Less than two weeks after Manchester City won the Premier League title in the most exhilarating fashion imaginable, some sobering news: the club compiled a loss of nearly £200 million in 2011—the largest deficit in football history. They and their 19 top-flight rivals combined to post a £361 million shortfall in the last fiscal year. Only eight teams made a profit.
Now, these numbers don’t mean a great deal to the average football fan. At least not directly, in the crunching and evaluating of them. Indirectly, however, the huge losses recorded by the English and European champions (Chelsea, who won the Champions League last Saturday, lost £68 million in 2011) has a lot to do with a club-supporter disconnect that becomes more pronounced with every zero written in red on the balance sheet, with every transaction that bellies any notion of sensible business practice.
Real people aren’t geared to think in the tens and hundreds of millions. Such figures are the realm of the unreal, and seeing them printed in the sport pages day after day is more than a bit disillusioning.
Of course, this phenomenon is hardly restricted to City, Chelsea and the Premier League. A football club run as a proper business is a rare thing indeed, but rarer still is the supporter who can identify with the wages earned by the players they turn out to watch at the weekends. This isn’t news to anyone, but money is the fissure separating clubs from fans—the canyon keeping ordinary people with an instinct for a rooting interest from the players and teams to which they’d like to attach their loyalty. And it’s getting wider.
So much of the supporter experience has to do with being able to choose a side in a battle, with backing the cause of one team against all others. It’s a process born out of an instinct to be part of something bigger, something greater. But the process fails when the cause ceases to be victory and becomes, instead, an exercise in complicated arithmetic.
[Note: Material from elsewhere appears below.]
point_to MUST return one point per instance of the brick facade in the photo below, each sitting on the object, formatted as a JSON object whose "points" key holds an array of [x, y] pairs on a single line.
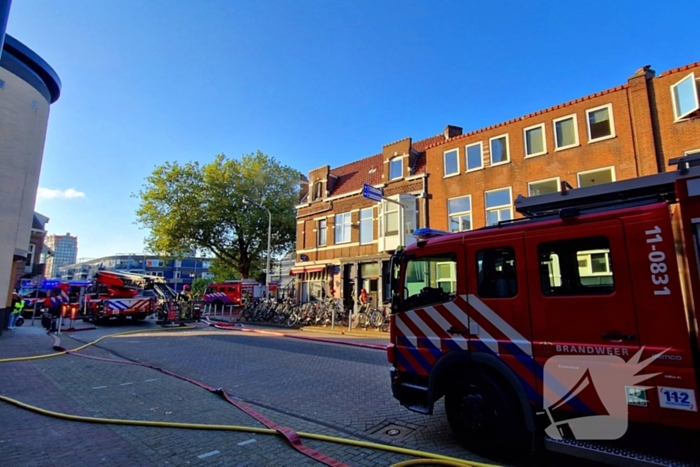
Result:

This is why international football is still important and perhaps matters now more than ever before.
With the club game reduced to either an arms race among the big powers or a struggle for existence among the smaller sides, international football provides the most authentic outlet for displays of loyalty, for identifying with a cause. (There is a measure of naivety in this notion, as the raison d’être for organisations such as FIFA and UEFA is, after all, to make money. But it’s a naivety happily accepted during a season otherwise dominated by transfer gossip and the selfish ramblings of players.)
For a start, international football is easy to buy into for a fan looking to tie his or her allegiance to a particular cause, and nationalism is only part of the explanation.
During the Euro 2012 finals two weeks from now the majority of viewers will have no connection to the country they choose to support beyond an admiration for its playing style or affection for several of its players. Even playing style, the nation-to-nation nuances of which have been watered down by the globalisation of the game, figures only nominally in the equation. And these are the same players, don’t forget, whose salaries and transfer fees create the disenchantment with club football in the first place.
International football matters because it’s a diversion. Folks are eager for their football, hungry for it, and the enjoyment provided when it’s served without transfer rumours, wage packets, season ticket hikes and administration is a pleasure the club game simply can’t match, just as it can’t match the notion of a team selected on footballing merit rather than what can be afforded or what the local rivals did in the transfer window.
No, the international game isn’t entirely detached from the money culture so pervasive in professional sport, but its separation from purity isn’t nearly as stark. There will only be a trophy presented to the Euro 2012 champion on July 1. The accountants will have to sit this one out.
Follow Jerrad Peters on Twitter @peterssoccer



Good stuff. Though I think it’s a pity that the money-men at UEFA are expanding the tournament after this summer. With a 16 squad event, group stage matches become must win games between very good teams.
I’ve found major international tournaments to be increasingly un-enjoyable affairs, with the (perceived?) gulf in class between teams resulting in overly cautious, slow games. It’s difficult for a non partisan fan to name a classic match from the last World Cup.
That being said, should Canada qualify for Brasil in two years…….
‘During the Euro 2012 finals two weeks from now the MAJORITY (emphasis mine) of viewers will have no connection to the country they choose to support beyond an admiration for its playing style or affection for several of its players.’
You sure about that? Why would Germans, English, Irish, French, etc., viewers support teams other than the one which shares their own nationality?
I believe it’s called an “international audience.” You’re daft if you think interest in the Euros stops at Europe’s borders.